I've been focusing so much on the reminiscences of my six Al-Can trips--and yes! I still have several more posts already sketched out and I'm not halfway done yet--that it's interesting (to me, at least) to juxtapose those trips with the one I took yesterday.
Yesterday's drive: Midlothian, Virginia, to Lebanon, Tennessee. Why, you ask? For the same reason I've driven the Al-Can usually: I'm moving. In this case, I'm moving to Memphis. The family is staying back in Midlo till the daughter graduates from high school in early June; after all, I can't imagine how badly she might injure me if I yanked her out of high school a month before graduation. So we're doing the two household thing for a few weeks, and then I'll fly back to Midlo, scream embarrassing things about her as she walks across stage, and drive everybody back to Memphis to start our new Tennessee-based lives.
That's the theory, anyway. It all sounds good till I think about how much I'm missing the fam already. But I keep reminding myself that it's just like being out on maneuvers in the Army.
So all that being said, this has been an interesting drive so far in and of itself, and it gets far more interesting when considered alongside all of the Alaska Highway tales I've been telling.
For one thing, the worst construction sites I've faced have been stuff to the tune of "Hey, now, slow down all the way to 55. Now jog a few feet to the right onto this newly-paved area." That's a heckuva lot different approach from "Stop here, wait 15-45 minutes for a pilot vehicle who'll lead you over the rocks at 25 kph."
The fact that I'm traveling alone makes a difference, too. With three or four people, you have three or four differently-timed bladders to account for. With just me, though, it was more controllable, and to a certain extent that ended up being to my own detriment. I mean, I was a good boy and went before I left. Then I only drank a water and a soda on the way, and so I managed to make it all the way from Richmond to the Tennessee line (on Interstate 81) without stopping.
That's five hours.
If you haven't sat in a driver's seat for five hours straight before--well, don't. It makes for some awfully painful creaking and oomphfing once you finally stop. Maybe it's just that I'm a wee bit older, but I'm blaming it on the drive.
Radio stations still suck, by the way, just as much as they did in Canada. My lovely bride sent me along with some specially-burned CDs, and I loved listening to them, but after a couple of times through I wanted something different. I took two spins through the radio dial, and promptly switched back to the CDs. The last trip through Canada we listened to an entire Harry Potter book and an entire Eragon book, mostly because we were lucky to find anything on the radio at all. More stations down here, but same crap.

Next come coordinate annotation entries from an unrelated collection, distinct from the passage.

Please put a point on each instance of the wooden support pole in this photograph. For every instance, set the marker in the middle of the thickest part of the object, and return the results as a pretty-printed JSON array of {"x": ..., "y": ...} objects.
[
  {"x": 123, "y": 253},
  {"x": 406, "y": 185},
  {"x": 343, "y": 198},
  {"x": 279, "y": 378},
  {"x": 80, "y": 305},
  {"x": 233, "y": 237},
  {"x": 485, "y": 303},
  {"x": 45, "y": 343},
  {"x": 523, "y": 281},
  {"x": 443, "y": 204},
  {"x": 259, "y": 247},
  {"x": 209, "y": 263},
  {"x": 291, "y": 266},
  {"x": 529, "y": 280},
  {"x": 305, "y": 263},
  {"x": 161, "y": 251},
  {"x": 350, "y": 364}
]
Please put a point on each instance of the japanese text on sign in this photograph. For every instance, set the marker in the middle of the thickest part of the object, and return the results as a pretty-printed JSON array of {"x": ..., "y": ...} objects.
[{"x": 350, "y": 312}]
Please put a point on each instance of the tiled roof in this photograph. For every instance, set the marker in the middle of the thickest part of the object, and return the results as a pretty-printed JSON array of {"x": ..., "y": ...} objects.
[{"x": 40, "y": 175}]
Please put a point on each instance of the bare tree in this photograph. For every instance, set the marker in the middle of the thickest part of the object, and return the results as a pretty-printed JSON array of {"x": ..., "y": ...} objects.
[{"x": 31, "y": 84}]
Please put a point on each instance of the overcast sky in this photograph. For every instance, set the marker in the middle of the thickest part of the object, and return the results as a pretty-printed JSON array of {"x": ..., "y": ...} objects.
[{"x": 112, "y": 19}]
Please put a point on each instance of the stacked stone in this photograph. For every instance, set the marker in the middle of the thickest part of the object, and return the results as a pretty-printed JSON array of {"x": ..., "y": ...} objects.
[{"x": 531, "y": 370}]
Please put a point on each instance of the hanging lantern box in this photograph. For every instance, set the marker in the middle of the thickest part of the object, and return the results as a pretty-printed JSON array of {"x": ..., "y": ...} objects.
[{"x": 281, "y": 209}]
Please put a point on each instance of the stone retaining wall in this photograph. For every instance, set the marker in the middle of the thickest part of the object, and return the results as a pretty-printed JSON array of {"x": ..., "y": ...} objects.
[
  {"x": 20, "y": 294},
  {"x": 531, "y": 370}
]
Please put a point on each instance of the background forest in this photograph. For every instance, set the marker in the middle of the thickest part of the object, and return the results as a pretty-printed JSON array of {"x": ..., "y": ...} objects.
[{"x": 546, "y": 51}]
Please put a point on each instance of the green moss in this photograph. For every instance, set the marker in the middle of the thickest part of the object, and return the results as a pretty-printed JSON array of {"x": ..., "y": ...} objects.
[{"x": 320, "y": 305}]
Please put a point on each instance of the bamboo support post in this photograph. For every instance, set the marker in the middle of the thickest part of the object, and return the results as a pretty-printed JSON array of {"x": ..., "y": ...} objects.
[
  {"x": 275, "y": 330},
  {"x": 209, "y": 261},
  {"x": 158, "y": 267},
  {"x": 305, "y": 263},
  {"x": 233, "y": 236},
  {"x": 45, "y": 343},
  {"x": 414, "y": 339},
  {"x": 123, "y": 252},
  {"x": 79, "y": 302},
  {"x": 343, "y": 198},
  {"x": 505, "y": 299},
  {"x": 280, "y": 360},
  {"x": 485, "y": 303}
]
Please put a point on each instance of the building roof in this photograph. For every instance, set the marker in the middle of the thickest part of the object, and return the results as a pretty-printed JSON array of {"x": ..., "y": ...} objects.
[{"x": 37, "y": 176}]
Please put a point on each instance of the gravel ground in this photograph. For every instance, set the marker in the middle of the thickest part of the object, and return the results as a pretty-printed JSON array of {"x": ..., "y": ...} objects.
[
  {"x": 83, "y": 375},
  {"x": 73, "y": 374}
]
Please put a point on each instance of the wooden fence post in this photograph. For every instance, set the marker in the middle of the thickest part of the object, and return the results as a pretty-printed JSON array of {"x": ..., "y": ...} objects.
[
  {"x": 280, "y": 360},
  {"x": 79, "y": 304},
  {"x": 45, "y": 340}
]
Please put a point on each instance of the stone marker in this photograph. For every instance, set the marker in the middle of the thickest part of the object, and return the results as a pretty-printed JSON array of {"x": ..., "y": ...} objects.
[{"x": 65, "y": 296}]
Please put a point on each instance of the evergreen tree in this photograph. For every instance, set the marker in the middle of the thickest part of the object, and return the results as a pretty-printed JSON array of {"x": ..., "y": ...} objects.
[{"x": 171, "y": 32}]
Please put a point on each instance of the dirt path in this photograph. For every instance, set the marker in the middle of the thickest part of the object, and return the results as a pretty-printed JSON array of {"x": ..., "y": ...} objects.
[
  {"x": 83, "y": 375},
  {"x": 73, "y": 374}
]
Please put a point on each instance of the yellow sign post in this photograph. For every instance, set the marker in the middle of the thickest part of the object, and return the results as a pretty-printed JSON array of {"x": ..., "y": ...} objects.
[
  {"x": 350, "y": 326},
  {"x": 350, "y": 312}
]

Weather can still cause issues, of course. On the Al-Can, it takes a lot of weather to slow you down, mostly because you're already going fairly slow. That said, running into a lot of weather on the Al-Can is a fairly normal thing. On this trip I faced a slippery rain all the way from Roanoke to the Virginia border, and again near Knoxville. Scared me so much at times that I reduced speed from 70(ish) to about 67, in fact.
The weather that concerned me the most never happened. I came up to about 70 miles from Lebanon (where I was stopping for the night mostly because the hotel there offered triple points) and started seeing flashes in the night sky. Lightning, it was, and an intense storm, too. I continued, watching carefully and concernedly, but it didn't become anything more than flashes.
Then, at about 20 miles out, I heard the screech screech screech sound that is so familiar as the national weather service warning. What really bothered me about it was that my radio was actually turned off; I was at the time enjoying a quiet drive lost in thoughts of glorious success at my new job. But I looked down and thought to myself, hmm, if they're reaching out through a radio that's turned off, I guess I ought to turn it on. I did, and flipped to an active station, and sure enough I heard the warning: flash floods for this county, and that county, and that other county, none of which held any geographical meaning to me. Finally they mentioned the communities involved: Thistown, Thisothertown, Lebanon, and.....
So I sped up.
My thought process went like this: a) it's not raining here now; b) I'm only 20 miles from Lebanon; c) the more ground I cover while it's not raining, the less driving I have to do in SouthernHellRain.
It turned out, I made it to the hotel without seeing a single drop. I managed to catch the TV's weather station in the hotel and saw that they'd basically pre-warned everybody; there was, in fact, a major front moving through. Luckily, because I'd hurried, I got to sit in my hotel room and listen to the sound of SouthernHellRain outside. And lightning, too--lots of lightning. These southern storms are everything but boring.
Otherwise, yeah, I've already described most of the differences. I remember driving the Alaska Highway and waiting, hoping, praying, for a pullout to rest for a moment. On the American Interstate system we're rather spoiled by frequent (and nice!) rest stops whose signs actually tell you how far it is to the next one. Plus, while there really isn't a Flying J, or a TA, or any of another several brands of travel plazas located at each exit, they do come along frequently.
And so, on that note, have a great day! I get to drive from Lebanon to Memphis today, and all things considered it's a very short trip. I probably won't see a moose or a grizzly bear all day.